| Really? Or are you the one I should have refrained from feeding. But if you must know: First you need to collect a lot of content from the internet. From many different sites. With very different types of code structure. Broken html. More often than not behind some SPA JS code. Behind robots.txt files and bot protection efforts. So the first problem to solve would be building a crawler at scale. That is able to crawl anything your users might want to visit but don't know of yet. Then storage and retrieval. You need to store and update all this content your crawler collected. You need to enrich it with meta data and organize it for efficient retrieval. So that you can surface it to your users when they use your search engine. Indexing, structure, build g connections between content pieces. A lot of interesting things to think about. Then there is the front end. Make it easy to search, to refine. Surface relevant content for search queries. OH maybe I forgot, but you probably need to do a bit of engineering to make your system understand the users' search intent. This is relatively straightforward for a limited search and document space up to a few million entries in your DB. A few million documents should be doable with off the shelf parts. Bigger than that. I would applaud you if done with orders of magnitude lower than Google. Anyone would. |
There are some problems that aren't as big as they seem. Parts of an SPA can't be reliably linked to anyway even if you find interesting text there, so you can just leave them out of the index.

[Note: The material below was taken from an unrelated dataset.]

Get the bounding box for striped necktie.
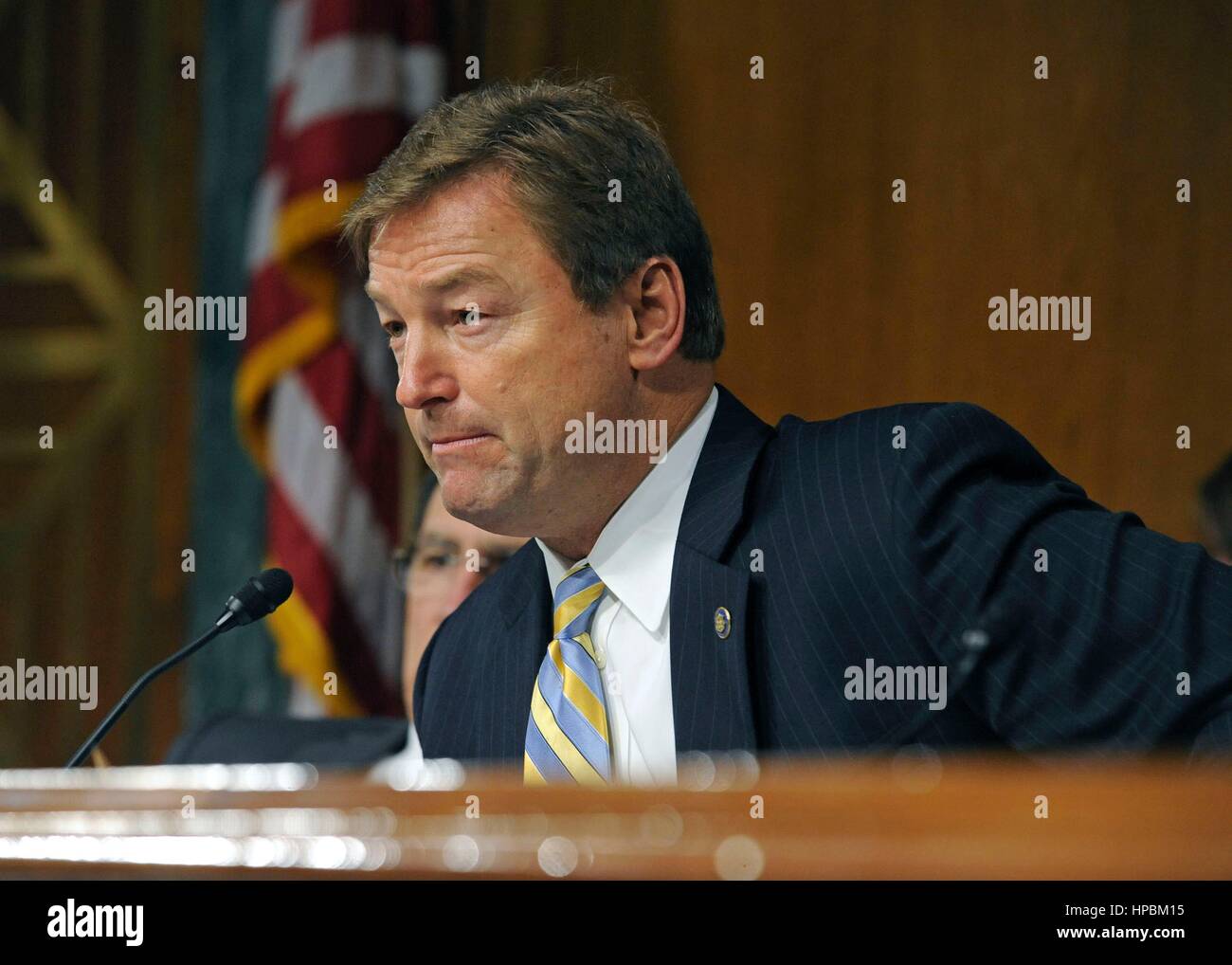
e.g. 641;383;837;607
522;559;611;786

Likewise, there isn't as great of a need to keep a fresh index as it may seem. The odds of a document changing is proportional to how frequently it changes. This is a bit of a paradox, where even if you crawl really aggressively, the most frequently changing documents will still always be out of date. Most documents are relatively stable over time. You can actually use how often you see changes to a document or website to modulate how often you crawl it.
The bad HTML is quite manageable. You really just need to flatten the document to get at the visible text. Even with really broken formatting, that's manageable.
The storage demands are also not as bad as you might think (most documents are tiny, sub 10 Kb), there are ways to lessen the blow on top of that. Both text and indexes can compress extremely well. Since you're paying for disk access by the block, you might as well cram more stuff into a block.
Most of the crawling concerns, in general, can be gotten around by starting off with Common Crawl (even if I do my own crawling, which also is finnicky but manageable).
> This is relatively straightforward for a limited search and document space up to a few million entries in your DB. A few million documents should be doable with off the shelf parts.
Right, so shouldn't the question be how to find the documents that are even candidates for being search results? Most documents are not ever going to be relevant to any query ever. Get rid of that noise and your hardware goes a lot longer.
I'm running a search engine on consumer hardware out of my living room that can index 100 million documents. Go a bit higher budget than a consumer PC, and you've got 5 billion. That goes a long way.